The woman knows, if only by name, the man Fraser is running against: Donald Payne Jr., her congressional representative and the son of Congressman Donald M. Payne. Payne Jr. assumed the office his father had held for 24 years after Payne Sr. passed away in 2012. She doesn't recognize the distinguished-looking black man with the broad smile and shiny bald dome, standing nearly six feet tall on her doorstep in a full suit and immaculate midnight-blue overcoat with silver cuff links peeking out from its sleeves.
He stumbles a little at her frankness. "Well, I think my academic experience . . ."
"What do you mean, 'academic experience?'" she snaps.
"I have an MBA in media management," Fraser offers, hopefully. The woman looks unimpressed, but he presses on, speaking in broad terms about how he would like to change this neighborhood for the better.
She grumbles incredulously but signs the petition anyway, neatly fitting her name and address into one of the 10 slots provided, then hands the clipboard back. "I'm 80 years old. I don't care," she shrugs, shuffling back inside. The door slams shut behind her.
By half past two on this Saturday afternoon in late February, Fraser has knocked on more than 60 doors. He has gone up and down Jersey City's Randolph and Arlington avenues, sidestepping, in his dress shoes, the dog poop and trash that have spent weeks obscured by several feet of snow. It is sparklingly sunny, warm for the first time in weeks, and the gutters of every row house are dripping. Fraser has shaken dozens of hands, asked after his neighbors' concerns, and promised to attend at least one church function the following Sunday. He has climbed 16 flights of stairs in two apartment buildings, and after almost two hours he has a total of 18 signatures.
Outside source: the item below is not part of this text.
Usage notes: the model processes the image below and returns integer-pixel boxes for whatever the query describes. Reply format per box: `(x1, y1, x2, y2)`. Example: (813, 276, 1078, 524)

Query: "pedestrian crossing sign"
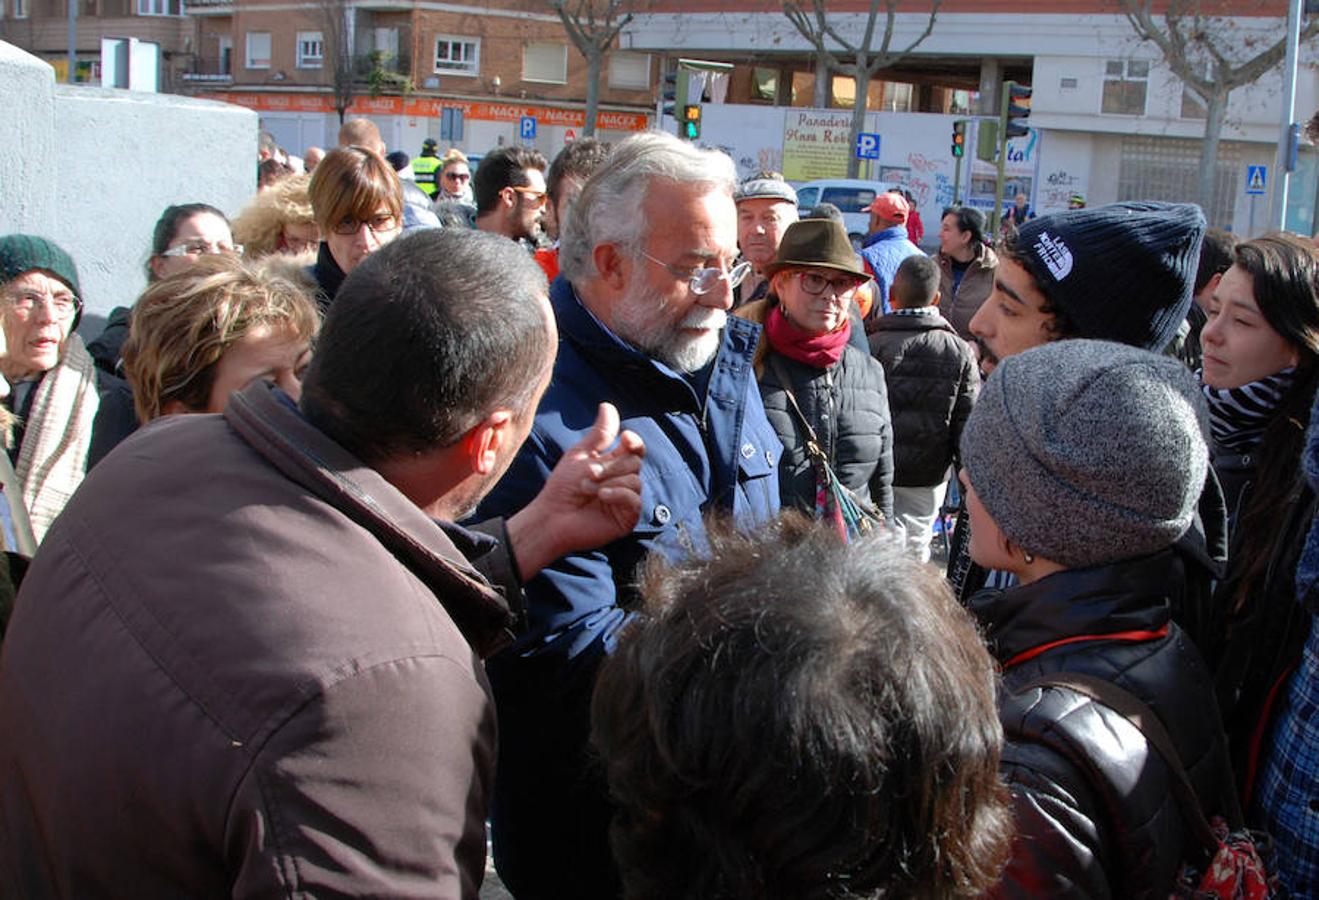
(1246, 165, 1267, 196)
The old woman's home is the third-to-last door he will knock on today, and she is the only one who has asked him who he is — beyond the polite, well-dressed, soft-spoken man with an impressive business card (red and blue, featuring a photo of himself and a string of silver stars), declaring his intention to be her next congressman.
That's probably just as well; Aaron Fraser has yet to put the finishing touches on his 30-second elevator pitch.
His spiel could go something like this:
Aaron Fraser grew up in Harlem, the eldest of six kids, son of a minister's daughter and a Guyanese immigrant. He attended Julia Richman High School on the Upper East Side and later graduated from Mercy College. He holds two master's degrees (one from Mercy, the second from Metropolitan College of New York) and is three credits shy of a fourth degree in theology. Now 43 years old, he is a published author many times over.
Fraser has also, at various times in his life, been a robber, a drug dealer, and a con man. He has been convicted in three states, has seven felony counts to his name, and has spent, all told, close to a decade and a half behind bars.
It is possible that these details might make voters in New Jersey's 10th District less inclined to elect him to a seat in Congress. Then again, it's slightly refreshing that a New Jersey politician might reveal himself to be a criminal before he's elected.